About

I grew up in a small town in the Shandong province, which is located in central eastern China. When I was thirteen, My father and I moved to Athens, GA, following my mother who was pursuing her Ph.D. degree at the University of Georgia. I have since then lived in Athens, completing middle school, high school, college, and Ph.D. I also have a little brother who is fourteen years younger than me. He currently lives with our parents in Virginia.

Research

My general research interest is in Data Science, and in particular, Forecasting using both Statistical Models and Machine Learning Models, developing theory-guided data science models for forecasting, with applications in Traffic, Economics and Finance.

Forecasting

Forecasting is an area of interest in many people's lives because the ability to anticipate the future can be very beneficial in terms of making investment decisions, travel plans, etc. The presence of Big Data has also enabled data scientists to test, validate and evaluate forecasting models on increasing amounts of data, which may lead to greater forecasting accuracies. Various forecasting models have been developed, and may be generally divided into Statistical Models and Machine Learning Models.

  • Statistical Models

    Classical forecasting models include ARIMA and Exponential Smoothing, for which I have implemented in the ScalaTion Project and evaluated for traffic flow forecasting.
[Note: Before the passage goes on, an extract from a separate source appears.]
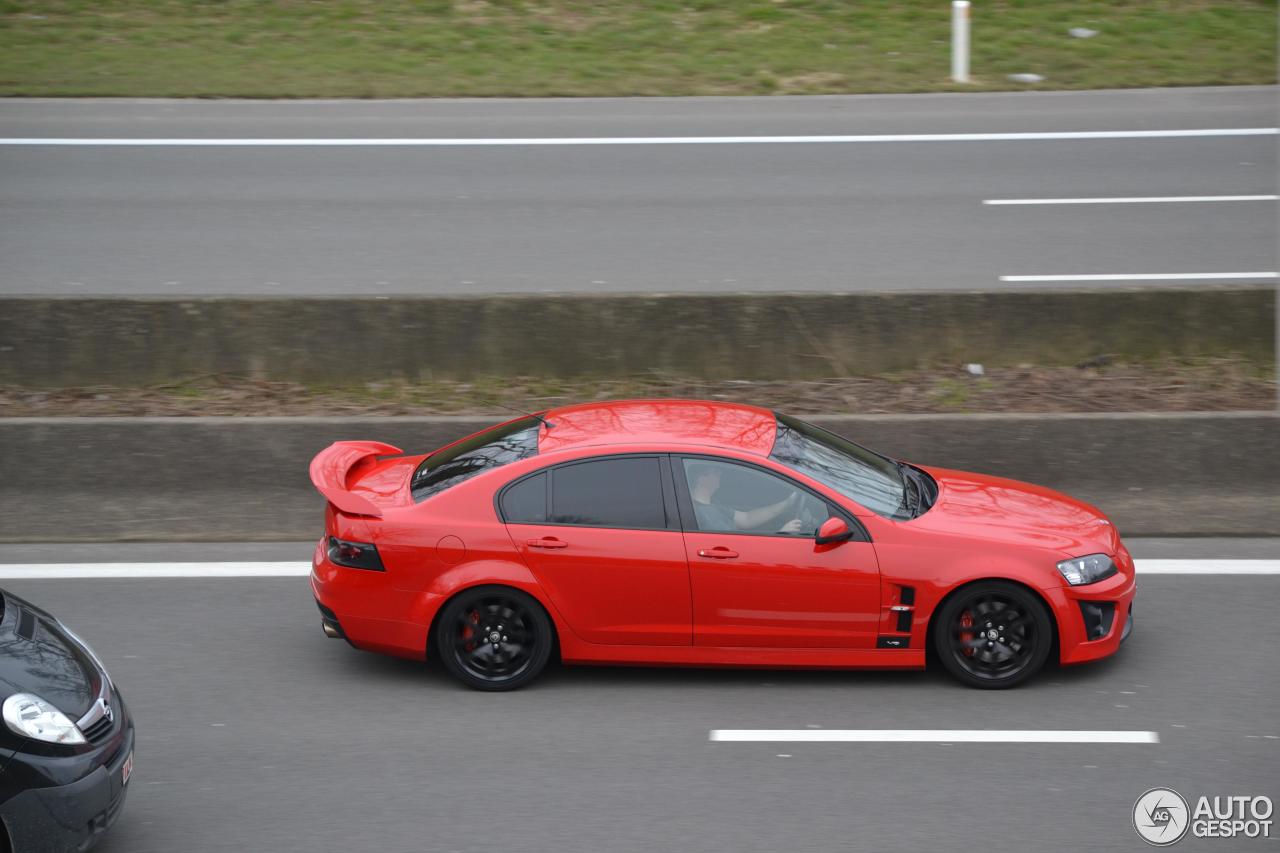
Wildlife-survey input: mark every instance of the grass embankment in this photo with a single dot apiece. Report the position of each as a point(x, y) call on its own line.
point(606, 48)
point(1098, 384)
Other statistical forecasting models include GARCH, commonly used to model financial volatility; the VARMA family of models, which are multivariate generalizations of univariate ARIMA family; Functional AutoRegressive (FAR) model, which is used to model functional time series; Hidden Markov Models and State Space Models, which have been used for a great number of applications including econometrics, temporal pattern recognitions such as speech and handwriting, among others. The Statistical Models in general are based on well established theories, assumptions and equations; in contrast to the recent trends of Machine Learning Models, which are much more data-driven and much less emphasis are placed on the interpretability of the learned parameters. I am interested in learning and evaluating both Statistical Forecasting Models and Machine Learning Forecasting Models for various types of time series from the fields of Traffic, Economics and Finance.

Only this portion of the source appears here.